SN1972E was a supernova in the galaxy NGC 5253 that was discovered 13 May 1972 with an apparent B magnitude of about 8.5, shortly after it had reached its maximum brightness. In terms of apparent brightness, it was the second brightest supernova of any kind (fainter only than SN1987A) of the 20th century. It was observed for nearly 700 days, and it became the prototype object for the development of theoretical understanding of Type Ia supernovae.
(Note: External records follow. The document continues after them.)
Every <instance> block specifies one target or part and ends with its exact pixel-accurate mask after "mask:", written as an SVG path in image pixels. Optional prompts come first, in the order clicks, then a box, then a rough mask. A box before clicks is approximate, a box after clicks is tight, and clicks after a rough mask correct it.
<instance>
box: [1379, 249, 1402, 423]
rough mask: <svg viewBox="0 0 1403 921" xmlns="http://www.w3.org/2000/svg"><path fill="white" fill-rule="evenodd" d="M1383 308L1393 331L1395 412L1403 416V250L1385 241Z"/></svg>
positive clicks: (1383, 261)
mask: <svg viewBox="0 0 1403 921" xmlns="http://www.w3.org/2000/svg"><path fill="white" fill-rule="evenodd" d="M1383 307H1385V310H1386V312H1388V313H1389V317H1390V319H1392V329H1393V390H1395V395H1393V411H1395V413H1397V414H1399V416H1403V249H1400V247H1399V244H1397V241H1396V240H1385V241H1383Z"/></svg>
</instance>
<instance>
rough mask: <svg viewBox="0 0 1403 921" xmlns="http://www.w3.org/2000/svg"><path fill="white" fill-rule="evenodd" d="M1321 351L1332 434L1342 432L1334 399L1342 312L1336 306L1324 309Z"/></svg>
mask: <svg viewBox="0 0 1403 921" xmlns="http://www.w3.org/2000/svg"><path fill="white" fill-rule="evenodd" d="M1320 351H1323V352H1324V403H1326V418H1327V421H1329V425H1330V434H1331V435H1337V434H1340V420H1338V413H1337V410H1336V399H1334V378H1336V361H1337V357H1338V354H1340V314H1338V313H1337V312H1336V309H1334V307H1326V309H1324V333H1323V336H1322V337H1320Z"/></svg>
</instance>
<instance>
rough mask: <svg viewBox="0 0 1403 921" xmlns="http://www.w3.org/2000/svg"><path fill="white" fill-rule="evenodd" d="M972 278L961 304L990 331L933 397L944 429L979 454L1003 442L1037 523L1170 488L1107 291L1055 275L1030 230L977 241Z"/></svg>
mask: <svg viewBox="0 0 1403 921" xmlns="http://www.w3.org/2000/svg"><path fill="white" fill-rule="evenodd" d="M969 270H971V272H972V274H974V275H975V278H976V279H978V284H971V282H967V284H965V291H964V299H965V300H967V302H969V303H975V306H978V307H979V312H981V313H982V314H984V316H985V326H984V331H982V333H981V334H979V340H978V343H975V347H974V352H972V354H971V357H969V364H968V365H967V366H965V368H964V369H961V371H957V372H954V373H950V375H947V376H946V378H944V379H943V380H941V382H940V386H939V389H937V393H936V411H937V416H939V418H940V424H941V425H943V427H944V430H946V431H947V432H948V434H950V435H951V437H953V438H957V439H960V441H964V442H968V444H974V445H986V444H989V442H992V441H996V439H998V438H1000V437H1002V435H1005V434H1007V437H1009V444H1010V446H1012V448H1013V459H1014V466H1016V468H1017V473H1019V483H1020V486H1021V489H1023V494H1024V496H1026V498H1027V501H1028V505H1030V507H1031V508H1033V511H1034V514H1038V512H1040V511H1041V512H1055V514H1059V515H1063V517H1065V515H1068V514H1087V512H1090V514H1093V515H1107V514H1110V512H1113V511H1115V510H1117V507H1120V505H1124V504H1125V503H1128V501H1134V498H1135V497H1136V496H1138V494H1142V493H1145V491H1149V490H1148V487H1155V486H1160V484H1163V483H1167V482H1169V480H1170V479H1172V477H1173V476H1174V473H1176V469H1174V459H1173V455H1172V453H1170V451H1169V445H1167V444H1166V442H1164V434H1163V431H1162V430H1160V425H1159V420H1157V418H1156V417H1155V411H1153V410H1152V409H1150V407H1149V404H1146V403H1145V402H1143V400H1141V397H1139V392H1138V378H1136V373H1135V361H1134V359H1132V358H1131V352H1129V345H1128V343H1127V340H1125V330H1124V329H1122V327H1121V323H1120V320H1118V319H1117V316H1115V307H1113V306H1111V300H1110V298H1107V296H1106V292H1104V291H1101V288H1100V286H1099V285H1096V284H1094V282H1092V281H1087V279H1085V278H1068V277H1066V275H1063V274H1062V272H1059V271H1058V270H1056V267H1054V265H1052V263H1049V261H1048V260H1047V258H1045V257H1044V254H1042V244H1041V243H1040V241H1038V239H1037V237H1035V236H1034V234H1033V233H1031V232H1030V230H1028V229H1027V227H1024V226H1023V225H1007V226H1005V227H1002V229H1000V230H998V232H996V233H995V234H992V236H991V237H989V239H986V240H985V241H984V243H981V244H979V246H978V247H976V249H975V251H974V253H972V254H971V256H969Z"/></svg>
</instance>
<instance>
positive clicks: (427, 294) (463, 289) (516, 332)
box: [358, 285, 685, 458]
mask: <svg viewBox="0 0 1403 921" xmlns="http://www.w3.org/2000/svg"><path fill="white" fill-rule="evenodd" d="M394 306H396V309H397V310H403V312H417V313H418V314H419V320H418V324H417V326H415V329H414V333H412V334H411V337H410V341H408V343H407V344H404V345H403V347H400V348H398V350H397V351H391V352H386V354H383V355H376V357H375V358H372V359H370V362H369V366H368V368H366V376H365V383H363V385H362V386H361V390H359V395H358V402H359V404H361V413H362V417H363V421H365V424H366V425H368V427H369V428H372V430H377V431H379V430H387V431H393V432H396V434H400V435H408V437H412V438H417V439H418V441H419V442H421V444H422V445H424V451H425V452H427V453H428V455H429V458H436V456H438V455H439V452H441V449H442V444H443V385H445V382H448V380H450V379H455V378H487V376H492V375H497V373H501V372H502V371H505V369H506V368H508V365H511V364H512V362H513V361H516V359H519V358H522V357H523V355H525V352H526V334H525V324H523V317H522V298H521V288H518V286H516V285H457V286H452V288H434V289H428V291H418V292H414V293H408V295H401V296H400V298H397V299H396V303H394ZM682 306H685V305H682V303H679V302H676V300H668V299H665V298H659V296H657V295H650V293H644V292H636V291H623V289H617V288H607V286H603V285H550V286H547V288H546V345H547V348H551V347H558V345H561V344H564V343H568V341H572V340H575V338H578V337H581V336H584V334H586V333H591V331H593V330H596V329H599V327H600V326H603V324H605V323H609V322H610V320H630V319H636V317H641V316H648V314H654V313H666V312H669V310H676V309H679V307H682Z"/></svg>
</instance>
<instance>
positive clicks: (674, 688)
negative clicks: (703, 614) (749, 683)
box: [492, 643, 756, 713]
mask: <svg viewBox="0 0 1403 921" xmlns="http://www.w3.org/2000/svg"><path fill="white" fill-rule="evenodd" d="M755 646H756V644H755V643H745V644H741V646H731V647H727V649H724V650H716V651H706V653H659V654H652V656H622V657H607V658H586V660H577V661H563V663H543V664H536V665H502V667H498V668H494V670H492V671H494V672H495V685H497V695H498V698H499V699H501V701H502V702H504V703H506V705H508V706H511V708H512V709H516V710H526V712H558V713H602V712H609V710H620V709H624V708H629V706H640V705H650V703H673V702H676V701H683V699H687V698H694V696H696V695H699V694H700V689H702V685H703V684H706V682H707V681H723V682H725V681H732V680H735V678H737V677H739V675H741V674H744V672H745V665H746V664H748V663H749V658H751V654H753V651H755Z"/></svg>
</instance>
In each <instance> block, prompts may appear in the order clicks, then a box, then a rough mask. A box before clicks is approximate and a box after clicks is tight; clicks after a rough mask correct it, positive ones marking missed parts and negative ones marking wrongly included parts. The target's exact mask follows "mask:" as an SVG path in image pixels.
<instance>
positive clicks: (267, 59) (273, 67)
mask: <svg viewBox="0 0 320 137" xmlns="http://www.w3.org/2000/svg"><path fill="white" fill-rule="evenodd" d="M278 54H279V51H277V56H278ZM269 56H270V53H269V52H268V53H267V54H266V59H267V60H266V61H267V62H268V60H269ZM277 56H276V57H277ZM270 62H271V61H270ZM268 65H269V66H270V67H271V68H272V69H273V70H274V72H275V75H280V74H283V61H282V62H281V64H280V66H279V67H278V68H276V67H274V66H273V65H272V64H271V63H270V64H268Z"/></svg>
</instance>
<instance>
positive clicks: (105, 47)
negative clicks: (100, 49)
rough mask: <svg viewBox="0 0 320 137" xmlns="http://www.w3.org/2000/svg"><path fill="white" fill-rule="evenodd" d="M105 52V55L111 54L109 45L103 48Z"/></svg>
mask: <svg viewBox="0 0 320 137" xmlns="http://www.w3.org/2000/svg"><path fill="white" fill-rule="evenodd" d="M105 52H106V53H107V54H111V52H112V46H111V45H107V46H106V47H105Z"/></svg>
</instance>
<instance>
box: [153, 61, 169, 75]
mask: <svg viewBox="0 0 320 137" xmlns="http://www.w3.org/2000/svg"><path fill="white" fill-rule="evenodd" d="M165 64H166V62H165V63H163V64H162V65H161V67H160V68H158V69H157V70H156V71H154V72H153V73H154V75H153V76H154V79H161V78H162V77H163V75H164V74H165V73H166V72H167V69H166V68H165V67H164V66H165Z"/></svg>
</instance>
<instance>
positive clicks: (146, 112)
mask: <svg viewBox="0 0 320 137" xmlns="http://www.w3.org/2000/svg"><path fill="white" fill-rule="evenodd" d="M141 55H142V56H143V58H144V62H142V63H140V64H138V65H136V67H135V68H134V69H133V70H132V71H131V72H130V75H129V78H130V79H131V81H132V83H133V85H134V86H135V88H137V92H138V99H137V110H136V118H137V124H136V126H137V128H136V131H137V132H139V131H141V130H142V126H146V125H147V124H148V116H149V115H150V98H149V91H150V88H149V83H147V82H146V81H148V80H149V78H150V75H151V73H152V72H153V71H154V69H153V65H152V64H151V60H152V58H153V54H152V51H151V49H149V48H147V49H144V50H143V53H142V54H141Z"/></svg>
The supernova was discovered by Charles Kowal, about 56 arc seconds west and 85 arc seconds south of the center of NGC 5253. The position in the periphery of the galaxy aided observation, minimizing interference by background objects. Well-positioned for Southern Hemisphere observers, it was quite observable from Northern Hemisphere observatories as well. Attempts made to observe it in X-rays with UHURU and OSO-7 and to detect gamma rays from it via Cerenkov radiation showers gave at best equivocal results.
Photometric and spectroscopic measurements were made in the visible and near infrared by many observers, extending to about 700 days after maximum light. Interstellar absorption lines of ionized calcium due to gas both in our galaxy and NGC 5253 were observed, allowing an estimate of the interstellar extinction.
The extended length of the observed light curve found a remarkably uniform 0.01 magnitudes per day decline starting about 60 days after discovery. Translated into other units, this is almost exactly a 77-day half-life, which is the half-life of 56Co. In the standard model for Type Ia supernovae, approximately a solar mass of 56Ni is formed and ejected from a white dwarf which accretes mass from a binary companion and is raised over the Chandrasekhar limit and explodes. This 56Ni decays with a half-life of about 6 days to 56Co, and the decay of the cobalt provides the energy radiated away by the supernova remnant. The model also produces an estimate for the luminosity of such a supernova. The observations of SN1972e, both peak brightness and fade rate, were in general agreement with these predictions, and led to rapid acceptance of this degenerate-explosion model.